Guides are thrown up on how to format a CV. But formatting isn’t the only element. It’s not just etiquette that matters, it’s content.
There are several parts to a CV:
For personal details, name and contact information is the most important so employers can get back to you. Things that aren’t required include marital status, age or ethnicity.
Personal statements are just a brief summary of achievements and personal strengths.
Education should include the years of study and place of study.
Qualifications should be a list – for example:
|August 2016||GCSE||Design & Tech: Food Technology||A|
Employment is listed the same as education with the years of employment and place of employment.

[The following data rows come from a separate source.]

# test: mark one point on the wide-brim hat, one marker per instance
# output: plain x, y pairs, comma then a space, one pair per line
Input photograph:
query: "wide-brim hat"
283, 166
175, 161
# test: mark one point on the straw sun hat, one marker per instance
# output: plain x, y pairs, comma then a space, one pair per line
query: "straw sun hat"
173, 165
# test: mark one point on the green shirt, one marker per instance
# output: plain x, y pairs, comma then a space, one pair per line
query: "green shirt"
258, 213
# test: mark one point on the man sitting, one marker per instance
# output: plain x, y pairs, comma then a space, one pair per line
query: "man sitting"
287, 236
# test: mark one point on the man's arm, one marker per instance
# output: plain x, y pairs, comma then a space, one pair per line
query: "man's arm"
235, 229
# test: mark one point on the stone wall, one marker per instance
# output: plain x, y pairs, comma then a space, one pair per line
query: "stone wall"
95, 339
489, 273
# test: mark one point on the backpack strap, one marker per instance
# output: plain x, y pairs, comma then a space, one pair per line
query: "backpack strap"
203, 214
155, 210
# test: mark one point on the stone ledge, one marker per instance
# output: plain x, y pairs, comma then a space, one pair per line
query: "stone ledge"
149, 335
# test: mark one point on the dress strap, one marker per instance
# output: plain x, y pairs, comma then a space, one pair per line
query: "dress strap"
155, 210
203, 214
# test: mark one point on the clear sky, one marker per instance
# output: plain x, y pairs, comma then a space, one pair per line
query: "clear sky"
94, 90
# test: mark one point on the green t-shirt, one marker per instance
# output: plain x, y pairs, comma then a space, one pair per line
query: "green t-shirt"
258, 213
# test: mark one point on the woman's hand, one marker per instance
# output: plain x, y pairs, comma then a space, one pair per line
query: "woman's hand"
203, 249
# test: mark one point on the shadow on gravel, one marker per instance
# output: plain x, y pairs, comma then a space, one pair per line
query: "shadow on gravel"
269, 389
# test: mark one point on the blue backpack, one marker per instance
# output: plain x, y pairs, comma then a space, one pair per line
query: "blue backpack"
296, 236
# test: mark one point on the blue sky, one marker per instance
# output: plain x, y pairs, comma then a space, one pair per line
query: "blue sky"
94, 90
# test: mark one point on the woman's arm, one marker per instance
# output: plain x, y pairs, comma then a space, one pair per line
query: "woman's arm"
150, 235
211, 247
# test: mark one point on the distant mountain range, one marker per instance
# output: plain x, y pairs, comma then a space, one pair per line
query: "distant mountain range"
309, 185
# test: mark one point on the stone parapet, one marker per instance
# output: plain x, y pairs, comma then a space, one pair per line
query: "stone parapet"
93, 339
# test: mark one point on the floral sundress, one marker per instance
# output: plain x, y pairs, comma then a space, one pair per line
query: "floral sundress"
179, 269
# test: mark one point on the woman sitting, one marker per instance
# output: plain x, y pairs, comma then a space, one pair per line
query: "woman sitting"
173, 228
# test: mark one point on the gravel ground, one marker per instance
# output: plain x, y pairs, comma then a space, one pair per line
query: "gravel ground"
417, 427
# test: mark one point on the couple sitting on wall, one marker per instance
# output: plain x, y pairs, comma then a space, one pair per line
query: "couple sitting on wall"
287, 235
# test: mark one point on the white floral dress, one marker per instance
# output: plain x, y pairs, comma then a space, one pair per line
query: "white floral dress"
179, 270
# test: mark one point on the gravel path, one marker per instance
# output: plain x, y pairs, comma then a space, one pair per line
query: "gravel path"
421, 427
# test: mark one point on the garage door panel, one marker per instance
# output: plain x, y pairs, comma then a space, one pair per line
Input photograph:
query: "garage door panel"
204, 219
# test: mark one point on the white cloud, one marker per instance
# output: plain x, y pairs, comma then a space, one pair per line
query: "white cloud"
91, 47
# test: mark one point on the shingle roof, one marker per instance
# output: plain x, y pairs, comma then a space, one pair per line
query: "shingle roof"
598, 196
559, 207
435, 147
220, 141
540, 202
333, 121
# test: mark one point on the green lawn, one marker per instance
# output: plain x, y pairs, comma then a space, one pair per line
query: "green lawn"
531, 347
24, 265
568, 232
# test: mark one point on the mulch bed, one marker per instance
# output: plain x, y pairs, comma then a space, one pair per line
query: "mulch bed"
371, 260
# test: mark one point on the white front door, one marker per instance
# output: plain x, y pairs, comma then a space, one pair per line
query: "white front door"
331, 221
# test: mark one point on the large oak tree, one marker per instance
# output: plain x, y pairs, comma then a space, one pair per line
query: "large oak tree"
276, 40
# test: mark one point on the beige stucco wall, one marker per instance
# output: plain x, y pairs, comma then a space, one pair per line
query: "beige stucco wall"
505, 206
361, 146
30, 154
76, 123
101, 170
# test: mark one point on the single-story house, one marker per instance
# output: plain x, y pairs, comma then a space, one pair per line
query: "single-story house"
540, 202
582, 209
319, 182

Any work experience should be briefly described, including place of work experience, date, and experience or knowledge gained.
Any other relevant experience or work that might be beneficial for an employer to know about can be noted here. For example, I’ve included some of the opportunities I’ve been afforded at UCB.
Interests are used to show an employer you’re a well-rounded individual as well as skills you might possess to aid you in a job. If you’re high on work experience and employment, this section can be brief, highlighting sports teams or clubs you are a part of. However, if you are short on experience, this is the area to highlight a range of useful skills.
Writing a CV is just about highlighting to an employer the assets you possess, as well as striking a balance between emphasising your qualities but not promising too much. You need to be realistic and honest about your ability as well as show yourself in the most professional light.